The cover of last week’s edition of New York Magazine featured the “Neurotic Eater’s Grocery List: The ethical, environmental, and health problems of virtually every food in the supermarket.” The article serves as a guide to help consumers make more informed and ethical food choices, while at the same time conveying that our relationship to food is more neurotic and phobic than ever before. From scares of E.coli in cucumbers to bacon causing cancer, eating is dangerous!
As an eating disorder therapist, I help people navigate their very personal relationship to eating. Food exists outside us and we put it inside our bodies. So our relationship to food can easily become conflicted, reaching into primitive feelings about intimacy, purity, contamination, and desire. In the modern imagination, it’s not a far cry to suggest that if I eat this cheeseburger not only will it make me fat, but I will also be promoting a factory farm, putting toxins in my bloodstream, contributing to global warming, and ultimately bringing about the apocalypse. In this kind of inner hostage situation, perhaps a bag of sprouted mung beans for dinner seems like a good alternative.
Disordered eating that is centered around environmental and ethical concerns is particularly tricky to resolve, in that the individual with these food politics usually feels morally correct. And in a way they are, given the state of today’s food industry. The obsession with eating foods considered to be healthy, called “orthorexia,” literally translates from Greek to “correct appetite.” Someone with orthorexic tendencies could simply be considered a humane eater, a food snob, a health nut, or an activist.
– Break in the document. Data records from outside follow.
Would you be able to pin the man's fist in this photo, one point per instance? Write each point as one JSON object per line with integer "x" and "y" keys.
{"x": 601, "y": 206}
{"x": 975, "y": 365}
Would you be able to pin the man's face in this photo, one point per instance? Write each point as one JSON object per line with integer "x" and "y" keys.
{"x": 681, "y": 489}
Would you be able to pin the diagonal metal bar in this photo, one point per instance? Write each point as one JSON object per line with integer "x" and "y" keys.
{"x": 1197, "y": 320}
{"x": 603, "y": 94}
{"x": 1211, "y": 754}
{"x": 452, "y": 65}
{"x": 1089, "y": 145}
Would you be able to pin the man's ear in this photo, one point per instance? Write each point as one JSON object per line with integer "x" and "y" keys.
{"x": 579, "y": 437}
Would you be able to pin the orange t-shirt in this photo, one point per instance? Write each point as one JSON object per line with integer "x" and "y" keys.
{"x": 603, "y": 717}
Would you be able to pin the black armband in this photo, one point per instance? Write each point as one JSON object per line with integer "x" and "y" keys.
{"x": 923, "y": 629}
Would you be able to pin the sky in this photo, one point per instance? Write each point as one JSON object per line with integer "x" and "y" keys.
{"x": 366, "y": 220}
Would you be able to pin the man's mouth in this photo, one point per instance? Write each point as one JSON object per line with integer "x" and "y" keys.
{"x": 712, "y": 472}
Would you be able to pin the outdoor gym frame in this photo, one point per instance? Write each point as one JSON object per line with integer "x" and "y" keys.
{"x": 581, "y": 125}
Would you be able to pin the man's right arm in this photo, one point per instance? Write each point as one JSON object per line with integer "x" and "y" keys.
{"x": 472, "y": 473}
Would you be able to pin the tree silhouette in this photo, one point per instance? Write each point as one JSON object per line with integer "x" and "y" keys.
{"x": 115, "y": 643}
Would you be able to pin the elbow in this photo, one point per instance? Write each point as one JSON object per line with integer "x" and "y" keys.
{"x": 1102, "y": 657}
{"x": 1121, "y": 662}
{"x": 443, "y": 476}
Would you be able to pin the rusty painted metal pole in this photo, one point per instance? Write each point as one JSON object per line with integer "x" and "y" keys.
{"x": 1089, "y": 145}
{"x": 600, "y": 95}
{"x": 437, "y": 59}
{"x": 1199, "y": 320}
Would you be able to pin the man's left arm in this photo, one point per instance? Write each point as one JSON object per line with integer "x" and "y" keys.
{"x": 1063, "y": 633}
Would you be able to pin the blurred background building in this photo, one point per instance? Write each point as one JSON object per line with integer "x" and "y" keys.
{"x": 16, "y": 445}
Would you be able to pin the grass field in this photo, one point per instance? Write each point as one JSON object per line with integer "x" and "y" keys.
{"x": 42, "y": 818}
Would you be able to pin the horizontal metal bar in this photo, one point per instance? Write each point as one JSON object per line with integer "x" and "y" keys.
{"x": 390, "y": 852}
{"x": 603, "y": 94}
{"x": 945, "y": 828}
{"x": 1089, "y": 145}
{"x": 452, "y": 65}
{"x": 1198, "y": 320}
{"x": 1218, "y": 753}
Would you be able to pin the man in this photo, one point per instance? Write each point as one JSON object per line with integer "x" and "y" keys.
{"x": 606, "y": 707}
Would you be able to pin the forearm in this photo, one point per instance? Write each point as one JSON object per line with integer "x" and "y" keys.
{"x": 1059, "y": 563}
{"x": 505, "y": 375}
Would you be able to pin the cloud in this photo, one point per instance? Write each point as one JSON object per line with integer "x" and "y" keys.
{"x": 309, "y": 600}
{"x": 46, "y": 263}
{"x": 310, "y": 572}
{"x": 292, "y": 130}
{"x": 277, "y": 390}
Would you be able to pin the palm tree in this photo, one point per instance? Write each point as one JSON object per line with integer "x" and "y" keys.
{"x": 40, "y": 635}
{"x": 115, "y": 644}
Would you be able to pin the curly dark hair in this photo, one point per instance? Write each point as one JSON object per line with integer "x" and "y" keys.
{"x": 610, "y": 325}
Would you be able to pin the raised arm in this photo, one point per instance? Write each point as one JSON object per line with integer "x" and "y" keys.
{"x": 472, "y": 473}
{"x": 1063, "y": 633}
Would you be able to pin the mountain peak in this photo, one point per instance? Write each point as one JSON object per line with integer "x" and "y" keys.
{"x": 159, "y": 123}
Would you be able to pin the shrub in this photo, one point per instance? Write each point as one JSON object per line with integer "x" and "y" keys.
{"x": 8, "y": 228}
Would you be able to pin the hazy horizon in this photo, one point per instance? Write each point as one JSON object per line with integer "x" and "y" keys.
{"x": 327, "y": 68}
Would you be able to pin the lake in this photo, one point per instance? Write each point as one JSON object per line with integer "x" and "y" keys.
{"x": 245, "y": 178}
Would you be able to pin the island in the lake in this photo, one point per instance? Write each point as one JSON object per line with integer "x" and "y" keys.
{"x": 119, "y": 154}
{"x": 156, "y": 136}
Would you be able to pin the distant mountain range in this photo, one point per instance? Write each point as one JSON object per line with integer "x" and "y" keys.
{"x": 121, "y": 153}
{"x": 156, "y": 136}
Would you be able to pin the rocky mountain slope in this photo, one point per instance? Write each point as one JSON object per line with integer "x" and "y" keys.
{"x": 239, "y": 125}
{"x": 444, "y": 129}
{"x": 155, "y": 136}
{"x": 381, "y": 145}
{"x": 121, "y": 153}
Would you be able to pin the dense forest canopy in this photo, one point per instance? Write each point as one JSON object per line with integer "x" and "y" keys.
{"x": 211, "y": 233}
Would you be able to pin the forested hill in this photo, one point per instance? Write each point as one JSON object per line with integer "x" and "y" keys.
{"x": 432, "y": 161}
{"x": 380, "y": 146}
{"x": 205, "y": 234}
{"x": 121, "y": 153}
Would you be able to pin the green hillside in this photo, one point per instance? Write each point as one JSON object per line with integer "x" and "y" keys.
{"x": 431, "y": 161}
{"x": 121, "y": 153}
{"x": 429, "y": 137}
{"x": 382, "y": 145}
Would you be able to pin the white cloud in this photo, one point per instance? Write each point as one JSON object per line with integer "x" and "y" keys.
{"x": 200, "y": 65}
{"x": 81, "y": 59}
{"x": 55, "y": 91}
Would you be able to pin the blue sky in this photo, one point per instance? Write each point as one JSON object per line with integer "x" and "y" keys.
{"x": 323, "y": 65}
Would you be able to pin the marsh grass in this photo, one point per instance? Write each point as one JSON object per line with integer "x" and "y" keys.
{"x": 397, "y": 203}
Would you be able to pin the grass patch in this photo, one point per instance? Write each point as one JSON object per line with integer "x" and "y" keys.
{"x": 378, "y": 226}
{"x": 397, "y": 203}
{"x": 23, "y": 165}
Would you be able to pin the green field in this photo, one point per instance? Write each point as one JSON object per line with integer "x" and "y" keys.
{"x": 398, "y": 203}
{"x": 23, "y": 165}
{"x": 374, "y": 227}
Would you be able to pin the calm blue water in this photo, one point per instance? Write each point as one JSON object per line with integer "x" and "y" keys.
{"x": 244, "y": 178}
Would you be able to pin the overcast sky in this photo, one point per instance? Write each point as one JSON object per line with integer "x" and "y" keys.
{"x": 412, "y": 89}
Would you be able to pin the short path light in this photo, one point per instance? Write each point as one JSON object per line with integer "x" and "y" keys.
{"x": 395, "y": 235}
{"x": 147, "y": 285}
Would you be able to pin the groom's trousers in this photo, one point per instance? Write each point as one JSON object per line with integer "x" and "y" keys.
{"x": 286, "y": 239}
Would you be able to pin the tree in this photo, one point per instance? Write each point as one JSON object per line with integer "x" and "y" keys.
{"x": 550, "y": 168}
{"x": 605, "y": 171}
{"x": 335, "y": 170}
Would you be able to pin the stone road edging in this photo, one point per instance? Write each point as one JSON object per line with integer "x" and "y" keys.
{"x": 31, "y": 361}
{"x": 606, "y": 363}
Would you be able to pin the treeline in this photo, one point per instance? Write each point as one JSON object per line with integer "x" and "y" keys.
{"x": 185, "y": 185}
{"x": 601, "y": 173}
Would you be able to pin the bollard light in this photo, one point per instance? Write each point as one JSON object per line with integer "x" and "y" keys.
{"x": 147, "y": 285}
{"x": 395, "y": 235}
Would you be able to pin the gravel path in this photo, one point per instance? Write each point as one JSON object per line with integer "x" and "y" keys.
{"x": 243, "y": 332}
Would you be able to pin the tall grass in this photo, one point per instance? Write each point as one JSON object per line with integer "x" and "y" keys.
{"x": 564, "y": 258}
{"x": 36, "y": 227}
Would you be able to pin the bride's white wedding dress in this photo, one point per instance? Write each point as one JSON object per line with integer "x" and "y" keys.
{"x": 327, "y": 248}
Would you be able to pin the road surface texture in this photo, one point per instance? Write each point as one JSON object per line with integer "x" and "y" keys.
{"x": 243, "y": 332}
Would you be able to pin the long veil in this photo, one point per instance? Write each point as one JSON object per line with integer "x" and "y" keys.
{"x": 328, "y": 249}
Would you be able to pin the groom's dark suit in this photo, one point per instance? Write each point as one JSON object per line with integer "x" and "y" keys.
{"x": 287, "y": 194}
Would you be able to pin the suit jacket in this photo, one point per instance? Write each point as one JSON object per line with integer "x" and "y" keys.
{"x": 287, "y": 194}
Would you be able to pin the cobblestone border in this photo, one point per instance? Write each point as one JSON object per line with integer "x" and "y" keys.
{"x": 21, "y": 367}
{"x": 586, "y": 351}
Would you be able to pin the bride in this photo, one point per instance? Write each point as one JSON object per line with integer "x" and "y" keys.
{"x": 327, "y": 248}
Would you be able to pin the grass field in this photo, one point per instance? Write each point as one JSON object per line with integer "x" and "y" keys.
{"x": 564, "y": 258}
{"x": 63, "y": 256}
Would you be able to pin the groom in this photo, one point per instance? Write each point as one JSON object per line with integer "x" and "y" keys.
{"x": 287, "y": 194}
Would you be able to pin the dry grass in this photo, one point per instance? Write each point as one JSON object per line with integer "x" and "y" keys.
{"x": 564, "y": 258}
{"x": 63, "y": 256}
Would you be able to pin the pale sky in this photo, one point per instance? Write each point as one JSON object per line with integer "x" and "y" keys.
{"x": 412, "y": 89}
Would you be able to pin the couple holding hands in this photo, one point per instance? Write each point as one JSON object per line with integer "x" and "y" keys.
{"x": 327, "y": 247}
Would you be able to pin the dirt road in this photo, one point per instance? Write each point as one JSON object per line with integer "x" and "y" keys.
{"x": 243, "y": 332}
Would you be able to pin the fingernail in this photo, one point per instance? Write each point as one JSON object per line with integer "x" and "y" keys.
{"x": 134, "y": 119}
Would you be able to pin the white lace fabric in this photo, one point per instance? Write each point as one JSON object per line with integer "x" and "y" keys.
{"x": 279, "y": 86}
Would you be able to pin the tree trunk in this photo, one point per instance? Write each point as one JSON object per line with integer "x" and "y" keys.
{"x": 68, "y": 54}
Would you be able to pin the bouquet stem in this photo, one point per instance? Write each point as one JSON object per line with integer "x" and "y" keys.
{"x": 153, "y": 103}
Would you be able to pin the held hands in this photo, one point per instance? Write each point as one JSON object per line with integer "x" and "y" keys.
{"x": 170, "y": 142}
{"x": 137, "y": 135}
However, for individuals vulnerable to developing an eating disorder, information about contaminants, hormones, and preservatives can become a paralyzing obsession, coupled with the reality that time and money may be too limited to always have access to the “clean” option. In the mind of the person with orthorexia, eating nothing is preferred to eating “dirty,” and this self-denial is also experienced as a sign of discipline. A commitment to the belief that one’s dietary practices are morally superior despite significant restriction and even malnutrition is a hallmark feature of orthorexia.
While we may not all acquire an orthorexia diagnosis, “clean eating” ideologies are mainstream. What I am continually struck by are the religious dimensions apparent in our relationship to food. Factory farms are hellish places where chickens have two heads and live in filth, whereas green juice is the holy water that will wash away our sins. An orthorexic disposition is the chastity belt that will prevent these impurities from getting inside.
Culturally we have fallen from the blissful ignorance that milk simply does a body good and now we are left with the naked truth of how the milk got in the glass in the first place. We are saturated with troubling information about food sourcing, so perhaps the worship of “clean food” provides a sense of security and comfort in an otherwise corrupt and unsafe world.